Un rumeno in porta, un marocchino e un peruviano fianco a fianco a centrocampo, un albanese come centravanti. Non stiamo parlando di una selezione “resto del mondo”, di quelle che giocano nei vari tornei di beneficenza, ma di come potrebbe facilmente presentarsi una qualsiasi squadra giovanile fiorentina. Se infatti in serie A, tanto per fare l’esempio più noto, l’Inter è da molti considerata un’eccezione (essendo Internazionale di fatto, oltre che di nome), pur non arrivando a una percentuale così alta di stranieri in formazione – anche se qualche caso “estremo” non manca e non è mancato – nelle baby squadre di casa nostra, dai pulcini agli juniores, gli stranieri non sono più una rarità. Anzi.

Certo, non si tratta di campioni strapagati fatti arrivare da ogni angolo del mondo, ma di bambini e ragazzi che l’universale (o quasi) passione per il calcio unisce nella stessa formazione, su ogni campetto di centro città e periferia. Dove – e chi conosce l’universo del pallone giovanile lo sa bene – la multietnicità è ormai una realtà, e l’integrazione non una chimera impossibile da raggiungere, ma un qualcosa di concreto costruito allenamento dopo allenamento, partita dopo partita. I numeri parlano chiaro: in Toscana, il settore giovanile e scolastico della Figc (la Federazione italiana gioco calcio), quello per intendersi che comprende bambini e ragazzi dai primi calci agli juniores, conta 43.655 tesserati (a Firenze sono 10.541). Di questi, 2.651 sono stranieri, una gran parte dei quali (2.160) extracomunitari. “E il loro numero è in continuo aumento – spiega Antonio Torelli, segretario della delegazione provinciale fiorentina – spesso infatti si verifica quasi una ‘corsa allo straniero’ da parte delle società, e in qualche caso abbiamo dovuto bloccare i tesseramenti per mancanza di documenti o per situazioni irregolari. Ma il loro è un inserimento tranquillo nelle squadre, non ci sono grossi problemi di integrazione”.
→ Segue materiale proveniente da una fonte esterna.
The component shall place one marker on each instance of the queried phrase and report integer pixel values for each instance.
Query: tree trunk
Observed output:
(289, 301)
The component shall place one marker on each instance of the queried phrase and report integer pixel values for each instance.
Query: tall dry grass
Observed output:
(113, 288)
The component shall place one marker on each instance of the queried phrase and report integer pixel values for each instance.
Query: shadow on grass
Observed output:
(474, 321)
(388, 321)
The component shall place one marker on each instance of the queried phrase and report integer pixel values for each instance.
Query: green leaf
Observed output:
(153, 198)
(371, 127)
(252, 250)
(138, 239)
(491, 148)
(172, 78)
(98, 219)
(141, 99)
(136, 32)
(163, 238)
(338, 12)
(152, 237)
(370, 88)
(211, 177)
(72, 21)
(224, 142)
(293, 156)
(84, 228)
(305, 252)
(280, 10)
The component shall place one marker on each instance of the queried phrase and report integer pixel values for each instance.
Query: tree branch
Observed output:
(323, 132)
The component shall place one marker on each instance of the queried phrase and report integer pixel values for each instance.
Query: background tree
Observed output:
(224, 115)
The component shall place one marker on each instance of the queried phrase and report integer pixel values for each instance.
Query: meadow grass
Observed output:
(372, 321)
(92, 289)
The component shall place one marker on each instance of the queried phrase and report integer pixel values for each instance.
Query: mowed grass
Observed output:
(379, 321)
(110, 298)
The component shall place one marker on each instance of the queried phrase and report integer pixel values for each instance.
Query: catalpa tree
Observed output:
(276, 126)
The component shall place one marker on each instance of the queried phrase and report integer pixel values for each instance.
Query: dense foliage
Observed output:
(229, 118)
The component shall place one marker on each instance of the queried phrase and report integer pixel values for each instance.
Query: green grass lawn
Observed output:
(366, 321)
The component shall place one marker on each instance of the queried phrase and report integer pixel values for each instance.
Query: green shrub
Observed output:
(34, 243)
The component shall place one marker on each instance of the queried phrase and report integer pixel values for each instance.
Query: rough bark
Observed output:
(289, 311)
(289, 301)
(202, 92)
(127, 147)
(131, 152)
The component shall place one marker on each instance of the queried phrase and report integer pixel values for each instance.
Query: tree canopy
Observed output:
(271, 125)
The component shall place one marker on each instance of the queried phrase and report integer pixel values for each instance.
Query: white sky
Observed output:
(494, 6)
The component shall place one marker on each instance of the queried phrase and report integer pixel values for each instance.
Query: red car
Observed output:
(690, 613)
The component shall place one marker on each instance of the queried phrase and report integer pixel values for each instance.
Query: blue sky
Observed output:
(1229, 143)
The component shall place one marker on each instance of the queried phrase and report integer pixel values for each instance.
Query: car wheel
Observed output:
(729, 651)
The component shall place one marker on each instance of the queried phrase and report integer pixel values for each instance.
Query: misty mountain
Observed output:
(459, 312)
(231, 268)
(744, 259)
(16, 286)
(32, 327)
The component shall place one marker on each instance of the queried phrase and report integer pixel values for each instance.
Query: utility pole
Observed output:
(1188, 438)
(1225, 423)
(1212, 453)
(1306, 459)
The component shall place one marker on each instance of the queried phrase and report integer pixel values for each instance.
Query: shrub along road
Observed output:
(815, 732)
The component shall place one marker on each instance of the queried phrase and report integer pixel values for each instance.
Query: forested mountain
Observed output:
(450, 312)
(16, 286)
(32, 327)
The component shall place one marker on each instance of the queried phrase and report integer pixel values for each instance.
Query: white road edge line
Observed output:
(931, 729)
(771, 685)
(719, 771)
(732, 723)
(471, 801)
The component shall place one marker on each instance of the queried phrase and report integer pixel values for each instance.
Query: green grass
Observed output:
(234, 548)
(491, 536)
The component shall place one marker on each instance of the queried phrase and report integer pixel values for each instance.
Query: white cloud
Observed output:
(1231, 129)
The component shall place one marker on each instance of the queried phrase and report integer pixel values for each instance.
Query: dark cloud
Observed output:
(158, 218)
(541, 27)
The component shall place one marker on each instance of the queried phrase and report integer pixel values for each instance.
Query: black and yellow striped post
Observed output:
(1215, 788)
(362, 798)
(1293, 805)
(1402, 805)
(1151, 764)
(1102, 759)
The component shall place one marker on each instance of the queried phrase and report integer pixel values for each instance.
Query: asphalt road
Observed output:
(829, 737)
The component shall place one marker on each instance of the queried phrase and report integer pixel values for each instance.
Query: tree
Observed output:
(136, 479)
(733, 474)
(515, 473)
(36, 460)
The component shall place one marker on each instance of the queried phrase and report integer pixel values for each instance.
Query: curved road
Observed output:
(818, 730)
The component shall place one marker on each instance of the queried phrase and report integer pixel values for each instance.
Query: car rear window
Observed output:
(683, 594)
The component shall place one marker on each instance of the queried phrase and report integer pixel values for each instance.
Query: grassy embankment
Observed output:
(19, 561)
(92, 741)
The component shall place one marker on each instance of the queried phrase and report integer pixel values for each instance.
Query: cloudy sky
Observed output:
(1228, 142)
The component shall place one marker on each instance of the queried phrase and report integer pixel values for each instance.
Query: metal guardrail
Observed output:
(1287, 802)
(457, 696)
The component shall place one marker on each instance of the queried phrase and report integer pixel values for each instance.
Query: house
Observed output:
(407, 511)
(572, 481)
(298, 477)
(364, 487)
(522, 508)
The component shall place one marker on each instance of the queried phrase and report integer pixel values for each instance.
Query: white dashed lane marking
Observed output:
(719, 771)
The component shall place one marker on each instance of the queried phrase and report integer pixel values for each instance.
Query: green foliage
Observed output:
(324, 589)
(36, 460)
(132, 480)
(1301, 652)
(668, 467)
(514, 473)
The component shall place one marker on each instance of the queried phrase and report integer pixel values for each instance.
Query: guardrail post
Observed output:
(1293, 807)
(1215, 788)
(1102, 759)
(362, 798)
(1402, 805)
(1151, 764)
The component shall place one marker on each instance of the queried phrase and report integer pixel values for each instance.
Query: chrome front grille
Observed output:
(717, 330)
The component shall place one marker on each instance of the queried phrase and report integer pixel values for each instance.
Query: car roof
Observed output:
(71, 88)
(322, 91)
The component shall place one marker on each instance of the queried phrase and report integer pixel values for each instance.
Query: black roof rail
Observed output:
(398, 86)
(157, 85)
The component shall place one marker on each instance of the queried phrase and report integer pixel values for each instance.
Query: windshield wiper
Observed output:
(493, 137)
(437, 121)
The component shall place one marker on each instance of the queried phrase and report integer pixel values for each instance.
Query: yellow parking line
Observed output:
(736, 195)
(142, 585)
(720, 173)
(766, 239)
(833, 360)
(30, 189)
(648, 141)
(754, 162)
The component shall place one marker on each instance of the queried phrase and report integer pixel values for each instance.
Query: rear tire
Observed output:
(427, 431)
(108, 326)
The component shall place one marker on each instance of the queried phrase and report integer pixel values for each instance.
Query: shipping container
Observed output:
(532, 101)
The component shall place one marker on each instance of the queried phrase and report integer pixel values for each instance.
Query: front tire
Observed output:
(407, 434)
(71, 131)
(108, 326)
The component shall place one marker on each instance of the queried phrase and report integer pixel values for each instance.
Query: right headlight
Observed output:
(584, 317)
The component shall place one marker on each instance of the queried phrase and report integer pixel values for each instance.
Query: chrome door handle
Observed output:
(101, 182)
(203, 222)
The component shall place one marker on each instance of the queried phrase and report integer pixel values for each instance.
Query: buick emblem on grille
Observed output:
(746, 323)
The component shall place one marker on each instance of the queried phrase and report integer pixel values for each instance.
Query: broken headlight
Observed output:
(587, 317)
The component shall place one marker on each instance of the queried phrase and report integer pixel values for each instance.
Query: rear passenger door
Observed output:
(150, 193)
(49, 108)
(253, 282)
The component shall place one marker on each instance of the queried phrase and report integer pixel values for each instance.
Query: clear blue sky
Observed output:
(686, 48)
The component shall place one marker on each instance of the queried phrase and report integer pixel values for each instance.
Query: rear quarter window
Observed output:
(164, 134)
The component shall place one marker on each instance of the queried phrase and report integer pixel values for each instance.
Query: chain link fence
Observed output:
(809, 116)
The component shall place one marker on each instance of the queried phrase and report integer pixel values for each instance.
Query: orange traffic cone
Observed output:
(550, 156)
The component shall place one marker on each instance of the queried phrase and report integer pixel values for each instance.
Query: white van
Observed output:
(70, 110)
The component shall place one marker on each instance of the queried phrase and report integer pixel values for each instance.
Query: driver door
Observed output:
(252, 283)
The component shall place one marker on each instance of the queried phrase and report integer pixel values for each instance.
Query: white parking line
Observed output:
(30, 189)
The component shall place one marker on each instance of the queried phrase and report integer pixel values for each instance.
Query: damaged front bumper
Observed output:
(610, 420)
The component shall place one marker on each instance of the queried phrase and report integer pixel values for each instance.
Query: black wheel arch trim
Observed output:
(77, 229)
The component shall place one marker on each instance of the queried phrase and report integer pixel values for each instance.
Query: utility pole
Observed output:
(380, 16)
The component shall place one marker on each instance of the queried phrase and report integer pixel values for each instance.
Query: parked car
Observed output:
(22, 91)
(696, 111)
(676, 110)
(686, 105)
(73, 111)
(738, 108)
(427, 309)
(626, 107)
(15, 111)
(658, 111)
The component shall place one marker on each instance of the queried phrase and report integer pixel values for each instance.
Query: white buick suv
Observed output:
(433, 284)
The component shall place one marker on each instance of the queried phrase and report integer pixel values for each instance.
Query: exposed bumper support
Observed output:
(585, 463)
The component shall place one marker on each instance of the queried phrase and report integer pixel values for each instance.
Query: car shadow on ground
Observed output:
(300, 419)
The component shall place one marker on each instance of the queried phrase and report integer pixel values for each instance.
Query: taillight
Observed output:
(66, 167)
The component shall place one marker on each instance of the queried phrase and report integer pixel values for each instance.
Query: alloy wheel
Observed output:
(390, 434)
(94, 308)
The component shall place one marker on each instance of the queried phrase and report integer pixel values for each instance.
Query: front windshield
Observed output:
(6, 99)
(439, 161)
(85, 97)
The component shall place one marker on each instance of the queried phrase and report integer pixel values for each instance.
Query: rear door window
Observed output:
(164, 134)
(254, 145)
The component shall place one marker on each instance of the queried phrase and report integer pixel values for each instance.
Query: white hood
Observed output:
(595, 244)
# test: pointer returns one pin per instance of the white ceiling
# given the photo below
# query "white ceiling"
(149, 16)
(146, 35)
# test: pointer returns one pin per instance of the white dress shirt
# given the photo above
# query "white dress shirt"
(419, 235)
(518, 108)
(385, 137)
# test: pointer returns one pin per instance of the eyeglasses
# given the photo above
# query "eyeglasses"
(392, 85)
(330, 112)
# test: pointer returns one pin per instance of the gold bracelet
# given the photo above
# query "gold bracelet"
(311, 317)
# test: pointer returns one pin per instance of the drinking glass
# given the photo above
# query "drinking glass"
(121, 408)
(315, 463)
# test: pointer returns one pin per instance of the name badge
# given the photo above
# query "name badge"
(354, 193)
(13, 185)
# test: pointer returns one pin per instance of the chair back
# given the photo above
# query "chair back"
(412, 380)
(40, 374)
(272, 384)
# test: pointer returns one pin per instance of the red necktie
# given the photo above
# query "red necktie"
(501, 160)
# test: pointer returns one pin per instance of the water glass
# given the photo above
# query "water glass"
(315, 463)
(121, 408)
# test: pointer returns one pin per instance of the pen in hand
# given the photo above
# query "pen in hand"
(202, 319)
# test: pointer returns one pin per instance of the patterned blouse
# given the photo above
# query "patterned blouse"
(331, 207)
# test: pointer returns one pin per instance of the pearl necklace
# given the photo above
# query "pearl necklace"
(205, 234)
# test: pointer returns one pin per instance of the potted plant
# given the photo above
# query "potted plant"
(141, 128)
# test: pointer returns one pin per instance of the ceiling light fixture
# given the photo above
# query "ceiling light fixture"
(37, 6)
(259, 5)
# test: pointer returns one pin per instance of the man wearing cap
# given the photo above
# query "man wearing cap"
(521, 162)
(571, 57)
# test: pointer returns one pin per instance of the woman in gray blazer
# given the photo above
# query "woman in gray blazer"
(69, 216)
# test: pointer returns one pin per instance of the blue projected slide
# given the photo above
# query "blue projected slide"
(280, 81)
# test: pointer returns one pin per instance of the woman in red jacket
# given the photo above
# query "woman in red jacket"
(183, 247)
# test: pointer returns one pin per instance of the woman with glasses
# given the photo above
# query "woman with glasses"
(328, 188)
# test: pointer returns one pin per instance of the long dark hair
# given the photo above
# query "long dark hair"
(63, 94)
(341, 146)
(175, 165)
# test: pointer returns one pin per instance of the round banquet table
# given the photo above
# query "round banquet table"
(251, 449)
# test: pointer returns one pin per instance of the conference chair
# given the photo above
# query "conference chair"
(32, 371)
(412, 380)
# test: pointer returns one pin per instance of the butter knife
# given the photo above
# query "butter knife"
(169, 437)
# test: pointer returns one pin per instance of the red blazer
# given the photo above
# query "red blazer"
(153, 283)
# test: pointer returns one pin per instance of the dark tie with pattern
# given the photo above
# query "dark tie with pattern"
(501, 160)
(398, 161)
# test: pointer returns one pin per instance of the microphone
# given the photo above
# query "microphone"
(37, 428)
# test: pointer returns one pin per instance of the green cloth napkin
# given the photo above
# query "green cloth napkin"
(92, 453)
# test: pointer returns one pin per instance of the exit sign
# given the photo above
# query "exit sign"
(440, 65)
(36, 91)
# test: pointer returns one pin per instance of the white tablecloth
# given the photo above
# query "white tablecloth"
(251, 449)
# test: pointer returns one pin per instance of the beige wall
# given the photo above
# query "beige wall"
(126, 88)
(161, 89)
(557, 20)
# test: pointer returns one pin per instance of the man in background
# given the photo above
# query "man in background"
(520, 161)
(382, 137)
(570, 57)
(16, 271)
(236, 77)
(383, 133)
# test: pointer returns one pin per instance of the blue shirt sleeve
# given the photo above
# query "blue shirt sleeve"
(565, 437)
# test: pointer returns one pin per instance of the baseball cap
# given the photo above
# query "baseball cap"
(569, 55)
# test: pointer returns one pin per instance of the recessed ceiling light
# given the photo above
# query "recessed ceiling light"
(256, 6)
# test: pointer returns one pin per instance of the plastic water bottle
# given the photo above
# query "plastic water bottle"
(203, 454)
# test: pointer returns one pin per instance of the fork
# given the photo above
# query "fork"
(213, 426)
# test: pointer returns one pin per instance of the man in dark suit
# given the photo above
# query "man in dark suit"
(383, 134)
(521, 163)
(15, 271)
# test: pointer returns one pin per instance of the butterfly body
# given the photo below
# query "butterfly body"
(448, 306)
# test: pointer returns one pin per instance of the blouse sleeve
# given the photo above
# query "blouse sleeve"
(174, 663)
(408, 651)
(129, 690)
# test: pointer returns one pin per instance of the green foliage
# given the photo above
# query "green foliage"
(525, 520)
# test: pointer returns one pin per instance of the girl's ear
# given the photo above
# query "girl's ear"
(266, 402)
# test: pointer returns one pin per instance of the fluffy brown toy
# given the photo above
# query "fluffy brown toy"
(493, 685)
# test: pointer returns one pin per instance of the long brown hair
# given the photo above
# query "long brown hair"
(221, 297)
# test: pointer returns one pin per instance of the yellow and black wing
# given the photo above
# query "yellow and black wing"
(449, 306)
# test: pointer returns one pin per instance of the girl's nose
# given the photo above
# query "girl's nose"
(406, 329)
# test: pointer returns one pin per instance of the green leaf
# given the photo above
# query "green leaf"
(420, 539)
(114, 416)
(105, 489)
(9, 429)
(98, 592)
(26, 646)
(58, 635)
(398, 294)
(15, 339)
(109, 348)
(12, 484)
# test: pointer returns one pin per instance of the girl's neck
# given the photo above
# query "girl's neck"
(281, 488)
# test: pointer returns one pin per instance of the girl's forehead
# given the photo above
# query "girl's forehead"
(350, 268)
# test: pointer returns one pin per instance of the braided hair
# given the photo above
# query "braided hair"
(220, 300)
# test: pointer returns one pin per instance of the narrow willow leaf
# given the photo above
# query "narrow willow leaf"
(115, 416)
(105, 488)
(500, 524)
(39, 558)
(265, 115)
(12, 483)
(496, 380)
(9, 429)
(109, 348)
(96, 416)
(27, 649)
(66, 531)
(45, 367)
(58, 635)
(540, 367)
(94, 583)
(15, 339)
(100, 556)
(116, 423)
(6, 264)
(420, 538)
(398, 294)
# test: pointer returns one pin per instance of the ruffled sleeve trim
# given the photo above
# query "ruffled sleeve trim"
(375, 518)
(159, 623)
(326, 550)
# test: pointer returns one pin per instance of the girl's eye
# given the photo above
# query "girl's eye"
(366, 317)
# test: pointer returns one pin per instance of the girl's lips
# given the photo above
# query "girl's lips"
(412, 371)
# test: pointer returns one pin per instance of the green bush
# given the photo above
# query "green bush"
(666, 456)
Per quanto poi riguarda le nazionalità più rappresentate sui nostri campetti da calcio, sono due gli elementi da tenere in considerazione: le comunità più numerose e la loro “cultura” calcistica. Così, a farla da padrone sono i giovani albanesi (ben 1.009 tesserati in Toscana), seguiti da marocchini (392) e rumeni (368). Comunità da anni presenti nella nostra regione, e la cui passione per il pallone spinge bambini e ragazzi a tesserarsi nel club più vicino a casa, proprio come i giovani “autoctoni”. “Queste sono da sempre le tre nazioni più rappresentate – continua Torelli – ma sono tanti i Paesi presenti”. Per fare qualche esempio, i tesserati peruviani sono 82, i macedoni 50, i polacchi 38 e i filippini 21. E ancora: 23 brasiliani, 22 indiani, 40 ucraini e 48 senegalesi. Non mancano nemmeno i rappresentanti di Cina (11), Usa (10) e Giappone (1), anche se la minore popolarità del calcio in quei Paesi fa sì che, una volta in Italia, siano meno coloro che decidano di darsi al pallone.

Ma, quali che siano le nazioni più rappresentate, la strada è ormai tracciata: oltre che a stoppare la palla e a tirare in porta, nelle società di casa nostra si impara anche altro. Come a stare tutti insieme.